Update: A Philadelphia Interior Design Project Clears its First Fitting
When I launched my blog back in May, I was just beginning to work on my latest Philadelphia interior design project, a total-apartment redesign at the Ritz-Carlton in Center City. If you remember, its owner, a single guy in his twenties, was looking for a modern-minimalist aesthetic with a strong, masculine presence. In other words, a fairly dark palette punctuated by a few substantial pieces of furniture.
A couple of weeks ago, we installed the wall coverings, our first tangible strides toward that end. By day’s end, they had completely transformed the look and feel of the space. Much is said about the power and convenience of paint, but wall coverings, in my eye, are even more potent. Certain materials and designs have an almost architectural effect, as though you raised the ceiling or added a wall. These coverings fall in that category. They’re fabrics usually associated with clothing—linen, wool, suede—much of them lined with pinstripes of various gauges. Basically, I dressed his walls in some beautifully tailored suits, which made the installation more like a fitting.
If that wasn’t dramatic enough, I divided the apartment into two distinct halves. The front, where the foyer, living room, and kitchen reside, is all black. The back half of the apartment—the master bedroom and bathroom—is all white. I may also incorporate some navy by way of the bedspread to play off the navy pinstripes in the wall coverings. And eventually, all of the metal details will be silver.
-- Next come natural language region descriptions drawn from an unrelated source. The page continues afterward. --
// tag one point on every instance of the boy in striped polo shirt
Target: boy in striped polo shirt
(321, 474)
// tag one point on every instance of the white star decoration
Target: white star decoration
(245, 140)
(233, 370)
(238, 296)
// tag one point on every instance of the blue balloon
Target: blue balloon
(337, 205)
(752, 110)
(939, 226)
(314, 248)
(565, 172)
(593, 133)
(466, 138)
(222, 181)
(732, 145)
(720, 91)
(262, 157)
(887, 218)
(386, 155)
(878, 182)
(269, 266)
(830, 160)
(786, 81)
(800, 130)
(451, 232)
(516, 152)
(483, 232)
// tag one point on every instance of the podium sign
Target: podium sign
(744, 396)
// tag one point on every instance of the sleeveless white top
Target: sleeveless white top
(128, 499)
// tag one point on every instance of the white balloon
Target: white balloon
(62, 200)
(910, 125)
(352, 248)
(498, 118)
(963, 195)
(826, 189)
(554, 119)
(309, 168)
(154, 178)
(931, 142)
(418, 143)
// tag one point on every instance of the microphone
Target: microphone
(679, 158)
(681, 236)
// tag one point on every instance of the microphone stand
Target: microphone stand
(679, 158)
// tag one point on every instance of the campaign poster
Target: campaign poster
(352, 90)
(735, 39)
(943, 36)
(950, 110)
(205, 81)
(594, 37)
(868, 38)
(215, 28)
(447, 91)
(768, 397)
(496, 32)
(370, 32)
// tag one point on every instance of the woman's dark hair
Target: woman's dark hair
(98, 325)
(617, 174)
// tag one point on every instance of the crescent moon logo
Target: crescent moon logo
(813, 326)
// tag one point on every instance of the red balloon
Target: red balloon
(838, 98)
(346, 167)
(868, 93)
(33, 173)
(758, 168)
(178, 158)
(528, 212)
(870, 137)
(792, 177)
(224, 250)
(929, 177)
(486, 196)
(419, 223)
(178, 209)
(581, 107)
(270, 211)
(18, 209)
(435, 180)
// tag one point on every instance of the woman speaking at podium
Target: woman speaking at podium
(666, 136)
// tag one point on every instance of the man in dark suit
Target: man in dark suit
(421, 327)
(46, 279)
It may seem like every urban living space, the contemporary ones, at least, look their best when they carry a slight to severe edge. But I try to approach each home as a unique entity. This particular Philadelphia interior design project was inspired by a single piece of pre-existing furniture: a black-lacquered, art-deco credenza. The homeowner wasn’t entirely sure what he wanted for his apartment, but he knew he loved that credenza. I did, too. So I started developing the concept from there.
But as the design’s come along, I think he, too, has started to embrace his style, and it’s not entirely what I was expecting. As soon as the wall coverings were in place, we turned our attention to the next significant installation: the lighting. I showed him different kinds of art deco-style fixtures—all clean lines and modern designs—but he had another idea: crystal chandeliers. They paired well with the decadent suit fabrics, but they would throw us off our modern, minimalist, masculine course. I found some with marquise-cut diamonds that I plan to add miniature black lampshades to. Now that I’ve got a handle on our new angle, I think the chandeliers will add an intriguing nuance. And we’re not forsaking the apartment’s masculinity, after all. If anything, the contrast between the crystals and the wool and suede has made the space feel richer, warmer. The atmosphere, now, is closer to an update on a gentlemen’s haberdashery from the turn of the century.
I seem to tap another vein in my creativity when I’m in the city. That’s how a casual foray into Philadelphia interior design became a full-fledged arm of my firm. And my lifestyle. A couple years back, feeling that pull and surge of inspiration, we bought our own apartment at the Ritz-Carlton and I embarked on one of the more audacious makeovers of my career. I’ll always feel at home in the suburbs—I love my gardens and my pond too much not to—but I’m more likely to encounter the unexpected in the city, as evidenced by this project, and those are the moments when I feel most alive.